The spill of about five million litres of bitumen, sand and produced water was discovered near Nexen’s Long Lake oilsands facility, about 35 kilometres southeast of Fort McMurray. The break occurred just over a kilometre from the Long Lake plant.

READ MORE: ‘We sincerely apologize’: Nexen’s ‘failsafe’ system didn’t detect massive northern Alberta pipeline spill

Mike Hudema of Greenpeace Canada’s climate and energy team said it is stunning that the spill may have gone undetected for as long as that.

“It’s shocking to learn that the pipeline may have been spilling for two weeks before it was discovered – and even then, only by accident,” said Hudema in a statement.

“Warning bells should be going off for Canada’s premiers right now about the dangers they are bringing to their communities if new pipelines are built because that’s what they’re calling for with the Canadian Energy Strategy.”

Nexen Energy hosted a tour for news media Wednesday of the site of the spill, which left 16,000 square metres of muskeg slathered in bitumen, sand and produced water. The site has been fenced off as cleanup efforts continue and plastic eagles have been set up to deter wildlife from the area.

“I’m getting kind of the sense that people think that we’re being pushed to do things unsafe and … I just want to give a little bit of a personal view on that,” said Ron Bailey, Nexen’s senior vice president of Canadian Operations. “I actually believe that CNOOC, by taking us over, has increased our focus on safety. Right from the bottom of their heart, I can say that.

“They have driven us to look, in multiple ways, in other words, with independence, helping us to be better at things,” said Bailey.

“This is not about a rush job, this is not about cuts or anything like that. This is an unfortunate accident. We’re going to get to the bottom of it, we’re going to understand it, and we’re going to own it.”

Nexen is a Canadian company that was taken over by China’s CNOOC Ltd. a few years ago.

READ MORE: Nexen sets up wildlife fence, will start testing water at spill site

On Sunday, a dead duck was found at the spill site, but the company said it believes the animal died before it put the fences, wildlife cannons and other deterrents in place in an effort to limit further environmental harm.

“It’s disheartening to see the site and it’s disappointing that this has happened,” Nexen Energy CEO Fang Zhi said after hosting the media tour.

“I therefore personally apologize for the consequences this might have caused.”

The pipeline was installed last year and a warning system didn’t detect the leak. The company is investigating.

“Our focus as of now is ensuring the safety of our workers on the site, minimizing whatever impact on the environment and on the wildlife, as well as understanding the root causes of this incident through investigations,” Zhi said.

The double-walled pipeline is designed to take raw bitumen from the ground to the Long Lake processing plant. The pipeline operated at 100 degrees Celsius to keep the thick bitumen it carried fluid.

Colin Woods, a manager of enforcement and surveillance at the Alberta Energy Regulator who was at the site, said the pipeline design is fairly new.
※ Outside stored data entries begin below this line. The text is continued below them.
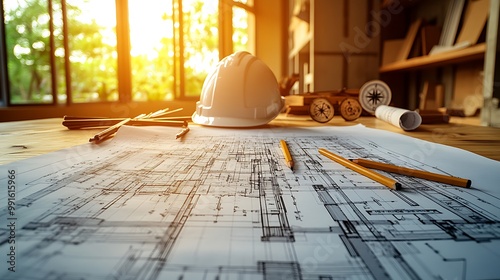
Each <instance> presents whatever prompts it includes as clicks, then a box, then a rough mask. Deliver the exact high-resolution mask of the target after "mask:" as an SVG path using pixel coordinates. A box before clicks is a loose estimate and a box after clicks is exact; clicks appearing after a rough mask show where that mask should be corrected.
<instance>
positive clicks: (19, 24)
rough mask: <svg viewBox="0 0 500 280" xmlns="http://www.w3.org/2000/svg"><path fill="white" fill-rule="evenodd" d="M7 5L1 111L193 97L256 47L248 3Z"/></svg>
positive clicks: (124, 0) (140, 1) (128, 0)
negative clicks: (233, 64)
mask: <svg viewBox="0 0 500 280" xmlns="http://www.w3.org/2000/svg"><path fill="white" fill-rule="evenodd" d="M1 3H2V10H3V17H2V20H3V24H2V27H3V29H1V30H0V35H1V36H0V40H1V41H2V44H0V49H1V52H0V68H1V70H2V74H1V75H2V76H1V77H0V78H1V82H2V83H1V87H0V90H1V92H2V95H0V98H1V101H2V102H3V105H4V106H5V105H27V104H29V105H33V104H49V105H50V104H52V105H54V104H73V103H91V102H94V103H95V102H113V101H125V102H129V101H144V102H147V101H157V100H162V101H168V100H186V99H197V98H198V97H199V93H200V91H201V87H202V85H203V81H204V79H205V76H206V74H207V72H208V71H210V69H211V68H212V67H213V66H214V65H215V64H216V63H217V62H218V61H219V60H220V59H221V58H222V57H223V56H225V55H228V54H229V53H232V52H234V51H238V50H247V51H250V52H253V50H254V47H253V45H254V41H255V40H254V39H253V38H254V35H253V32H254V27H253V25H254V19H253V18H254V16H253V10H252V3H251V2H250V1H230V0H148V1H142V0H116V1H113V0H2V2H1ZM221 7H225V8H224V9H226V8H227V7H229V9H230V10H231V12H230V13H219V9H221ZM221 21H224V22H225V23H226V26H225V28H220V26H221ZM227 22H229V23H230V25H229V27H228V25H227ZM228 28H229V29H228ZM222 29H225V30H226V32H225V33H224V32H221V30H222ZM228 30H229V31H230V32H227V31H228ZM221 44H223V45H225V46H228V45H229V46H230V49H228V48H225V49H224V51H221V48H220V45H221Z"/></svg>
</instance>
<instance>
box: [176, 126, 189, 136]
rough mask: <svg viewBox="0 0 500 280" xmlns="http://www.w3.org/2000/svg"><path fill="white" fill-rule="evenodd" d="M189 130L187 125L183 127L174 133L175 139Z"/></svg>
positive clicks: (188, 130)
mask: <svg viewBox="0 0 500 280" xmlns="http://www.w3.org/2000/svg"><path fill="white" fill-rule="evenodd" d="M188 132H189V127H185V128H183V129H182V130H181V132H179V133H177V134H176V135H175V139H178V138H181V137H182V136H184V135H186V133H188Z"/></svg>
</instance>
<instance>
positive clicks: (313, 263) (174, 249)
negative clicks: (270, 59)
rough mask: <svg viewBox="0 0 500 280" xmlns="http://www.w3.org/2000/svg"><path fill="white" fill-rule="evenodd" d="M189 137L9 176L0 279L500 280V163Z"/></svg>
mask: <svg viewBox="0 0 500 280" xmlns="http://www.w3.org/2000/svg"><path fill="white" fill-rule="evenodd" d="M178 132H179V129H178V128H165V127H161V128H160V127H128V126H124V127H122V128H120V130H119V132H118V135H117V136H116V137H115V138H114V139H112V140H111V141H106V142H104V143H102V144H99V145H96V144H85V145H81V146H75V147H72V148H70V149H65V150H61V151H57V152H54V153H50V154H46V155H43V156H39V157H34V158H31V159H27V160H23V161H17V162H14V163H11V164H8V165H3V166H0V186H1V188H0V221H1V223H0V256H1V257H0V260H1V262H0V279H33V280H38V279H40V280H42V279H43V280H47V279H49V280H50V279H92V280H95V279H152V280H153V279H179V280H180V279H183V280H191V279H195V280H196V279H204V280H205V279H213V280H215V279H217V280H233V279H234V280H250V279H251V280H254V279H258V280H270V279H271V280H274V279H286V280H296V279H297V280H299V279H303V280H306V279H317V280H320V279H321V280H325V279H499V278H500V266H499V264H500V187H499V185H498V182H500V162H497V161H493V160H490V159H487V158H484V157H480V156H478V155H475V154H472V153H470V152H466V151H463V150H459V149H456V148H451V147H446V146H442V145H438V144H433V143H430V142H425V141H421V140H417V139H414V138H411V137H407V136H403V135H399V134H395V133H391V132H386V131H379V130H375V129H369V128H366V127H363V126H360V125H357V126H352V127H319V128H300V127H297V128H281V127H268V128H260V129H222V128H209V127H199V126H191V130H190V132H189V133H187V134H186V135H185V136H184V137H182V138H179V139H175V134H176V133H178ZM280 139H284V140H286V141H287V143H288V147H289V150H290V153H291V155H292V157H293V159H294V161H295V166H294V169H293V170H291V169H290V168H288V167H287V166H286V164H285V160H284V157H283V154H282V151H281V149H280V144H279V140H280ZM318 148H325V149H328V150H330V151H332V152H335V153H337V154H340V155H342V156H344V157H346V158H367V159H371V160H377V161H383V162H386V163H391V164H396V165H401V166H405V167H409V168H416V169H421V170H427V171H431V172H436V173H443V174H448V175H453V176H459V177H462V178H468V179H471V180H472V187H471V188H461V187H454V186H450V185H446V184H442V183H435V182H432V181H427V180H424V179H417V178H412V177H407V176H403V175H396V174H391V173H384V172H381V173H383V174H384V175H385V176H388V177H391V178H394V179H396V180H398V181H399V182H401V183H402V186H403V188H402V190H399V191H394V190H391V189H389V188H387V187H384V186H383V185H381V184H379V183H377V182H374V181H372V180H370V179H368V178H366V177H364V176H362V175H359V174H357V173H355V172H353V171H351V170H349V169H347V168H345V167H343V166H341V165H339V164H337V163H335V162H333V161H331V160H329V159H328V158H326V157H323V156H322V155H320V154H319V153H318Z"/></svg>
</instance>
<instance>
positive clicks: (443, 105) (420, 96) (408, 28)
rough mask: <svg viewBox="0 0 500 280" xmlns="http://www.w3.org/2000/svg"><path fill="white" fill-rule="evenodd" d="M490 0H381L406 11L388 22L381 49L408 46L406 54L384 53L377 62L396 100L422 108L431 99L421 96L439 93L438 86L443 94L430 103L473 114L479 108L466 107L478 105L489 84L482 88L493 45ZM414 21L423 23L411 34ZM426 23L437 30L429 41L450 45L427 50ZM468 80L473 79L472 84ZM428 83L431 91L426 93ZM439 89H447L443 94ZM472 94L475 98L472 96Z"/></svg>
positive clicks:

“It’s a relatively new technology,” said Woods. “It’s not commonly used.”

Bailey said it will take months before the company can determine what caused the leak. He said the outer section of the pipe had a smaller hole than originally thought, but the company has not been able to look at the inner pipe.

Bailey said he also doesn’t know how long the cleanup will take since their long-term remediation still has to be approved by the Alberta Energy Regulator. About 130 workers are on site, working to contain and vacuum the spill.

Alberta Energy Minister Margaret McCuaig-Boyd and Environment Minister Shannon Phillips plan to visit the site Friday.